When you take all that into account volunteering to pay extra excess sounds like madness. However, the advantage of voluntary excess is that it lowers the premium of car insurance. This means you will pay less on your car insurance each month.
Voluntary excess is, therefore, advantageous if you don’t make a claim on your car insurance policy. If you’re involved in an accident or your car is stolen and/or vandalized, however, you lose out.
In many cases, the best solution is to agree to voluntary excess cover and lower your monthly premiums. Then take out private car excess insurance alongside it at a lower rate. You can get car excess cover for as little as £20-£30 a year.

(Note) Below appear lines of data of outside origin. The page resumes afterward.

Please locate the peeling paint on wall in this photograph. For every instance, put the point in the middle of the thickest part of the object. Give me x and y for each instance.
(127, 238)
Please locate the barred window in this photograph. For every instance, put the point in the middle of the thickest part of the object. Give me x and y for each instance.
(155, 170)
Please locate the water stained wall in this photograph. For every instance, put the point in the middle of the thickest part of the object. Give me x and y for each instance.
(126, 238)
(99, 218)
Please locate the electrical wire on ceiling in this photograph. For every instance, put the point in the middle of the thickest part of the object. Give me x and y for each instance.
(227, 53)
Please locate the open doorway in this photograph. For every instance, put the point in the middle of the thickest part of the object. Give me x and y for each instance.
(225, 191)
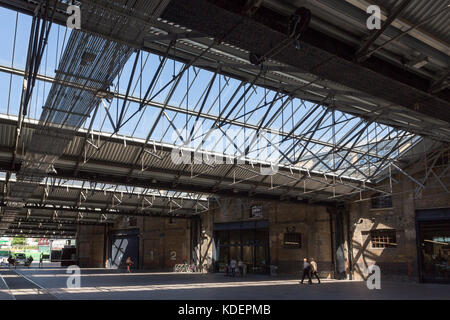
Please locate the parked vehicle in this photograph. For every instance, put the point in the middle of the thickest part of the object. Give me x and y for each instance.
(20, 258)
(4, 255)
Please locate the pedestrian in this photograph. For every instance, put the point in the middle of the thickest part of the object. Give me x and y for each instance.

High vs Low Excess: What To Consider
The decision to pay excess can be a dilemma. Without being able to predict the future, you can’t forecast which will benefit you the most. It’s a bit of a gamble.

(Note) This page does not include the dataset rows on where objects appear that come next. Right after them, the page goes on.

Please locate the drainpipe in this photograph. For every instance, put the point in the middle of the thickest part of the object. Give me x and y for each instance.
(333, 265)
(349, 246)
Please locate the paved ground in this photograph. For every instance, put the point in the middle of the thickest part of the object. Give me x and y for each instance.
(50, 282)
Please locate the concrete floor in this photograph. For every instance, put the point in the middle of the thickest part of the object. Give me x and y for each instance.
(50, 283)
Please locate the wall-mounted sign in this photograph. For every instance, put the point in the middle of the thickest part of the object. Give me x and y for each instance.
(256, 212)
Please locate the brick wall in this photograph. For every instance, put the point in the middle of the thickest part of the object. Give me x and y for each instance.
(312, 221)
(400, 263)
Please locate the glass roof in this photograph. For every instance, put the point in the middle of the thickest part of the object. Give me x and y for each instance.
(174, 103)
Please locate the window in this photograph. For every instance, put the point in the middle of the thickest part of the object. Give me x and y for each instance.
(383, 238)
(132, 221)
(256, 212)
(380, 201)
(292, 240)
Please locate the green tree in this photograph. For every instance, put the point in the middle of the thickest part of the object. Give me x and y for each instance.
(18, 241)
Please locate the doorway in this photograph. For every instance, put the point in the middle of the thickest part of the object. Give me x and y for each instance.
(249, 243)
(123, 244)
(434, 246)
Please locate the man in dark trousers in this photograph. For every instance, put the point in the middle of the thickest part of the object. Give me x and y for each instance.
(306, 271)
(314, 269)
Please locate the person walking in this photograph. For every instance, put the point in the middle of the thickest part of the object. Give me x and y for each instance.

In general, paying higher excess carries more risk because you will have to pay more if you submit a claim. On the flip side, if you want to protect your monthly outgoings and have more cash to spend on your lifestyle choices, raising the voluntary excess amount means you will pay lower premiums. Your decision really hinges on your current financial circumstances. Before you decide which option is best for you, it would be best to consider the following...
How Often Do You Drive?
If you don’t drive very often, there is statistically less risk of being involved in an accident. In this situation, you would benefit more from paying lower monthly premiums and higher excess.
Where Do You Live?
Even if you are statistically less likely to be involved in an accident, there is still the risk of your car being stolen and vandalized. Do you live in a high-risk area, and do you have a garage or protected driveway where you can store your car when it's not in use? Almost 75,000 cars were stolen in the UK last year - a 33% increase from 2019. Despite the improvement of car security locks, car theft in the UK is big business.
Value Of Your Vehicle
Expensive cars also come with higher excess payments and higher premiums. Given the national average of car insurance in the UK is almost £450, you could be better off agreeing to a higher excess.

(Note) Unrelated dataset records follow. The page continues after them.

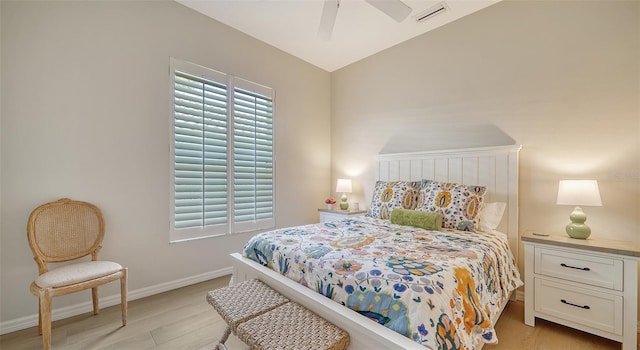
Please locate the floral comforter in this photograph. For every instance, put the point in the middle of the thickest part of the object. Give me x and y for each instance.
(441, 289)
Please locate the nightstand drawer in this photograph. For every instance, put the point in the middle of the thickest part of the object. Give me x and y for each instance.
(587, 307)
(583, 268)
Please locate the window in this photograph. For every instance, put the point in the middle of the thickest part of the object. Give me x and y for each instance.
(222, 154)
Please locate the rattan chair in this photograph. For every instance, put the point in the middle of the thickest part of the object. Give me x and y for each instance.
(68, 230)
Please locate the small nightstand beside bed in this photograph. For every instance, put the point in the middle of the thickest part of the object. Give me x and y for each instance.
(590, 285)
(396, 286)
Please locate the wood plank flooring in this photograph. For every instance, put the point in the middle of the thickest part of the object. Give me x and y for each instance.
(182, 319)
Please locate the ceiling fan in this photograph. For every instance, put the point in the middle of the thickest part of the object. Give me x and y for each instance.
(395, 9)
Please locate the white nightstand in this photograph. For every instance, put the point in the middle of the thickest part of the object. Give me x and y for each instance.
(590, 285)
(333, 215)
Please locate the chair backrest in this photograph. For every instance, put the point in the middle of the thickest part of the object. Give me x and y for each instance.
(64, 230)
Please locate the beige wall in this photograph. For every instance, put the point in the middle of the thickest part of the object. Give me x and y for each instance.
(86, 114)
(560, 78)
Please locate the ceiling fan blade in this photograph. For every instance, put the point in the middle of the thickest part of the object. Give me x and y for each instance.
(328, 19)
(395, 9)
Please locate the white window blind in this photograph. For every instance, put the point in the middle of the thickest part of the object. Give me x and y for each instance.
(222, 154)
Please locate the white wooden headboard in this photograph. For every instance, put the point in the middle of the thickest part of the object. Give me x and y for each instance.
(493, 167)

How Much Is Left On Your Finance?
If you’ve taken out credit to purchase your car, lower premiums could help make monthly outgoings more manageable, but lower excess will be more advantageous if your car is written off. Since your car will be irreparable, you will pay less excess and get more back from your insurance policy.
In this scenario, you’re back to deciding what the statistical risk of losing your car is versus the amount you can save on your monthly outgoings.
It’s worth shopping around and doing some back of the envelope calculations.
The simple option, and in many cases, the smartest choice is to take out private excess cover alongside your primary car insurance. Excess insurance is the only way to make sure you are financially covered in a worst-case scenario.
What Is Not Covered By Excess Insurance?
Private excess insurance may not cover you for every scenario - so read the small print and make sure you know exactly what your covered for and what you’re not covered for.
With Bettersafe you won’t be covered in the following situations:
- If the incident which resulted in making a claim on your primary motor insurance policy occurred before the start date of the policy.
- If no Excess was paid by you or was deducted from the claim settlement by the insurer of your primary policy.
- If Your claim was not successful or was for less than the amount of the excess.
- If your claim was only in respect of glass replacement.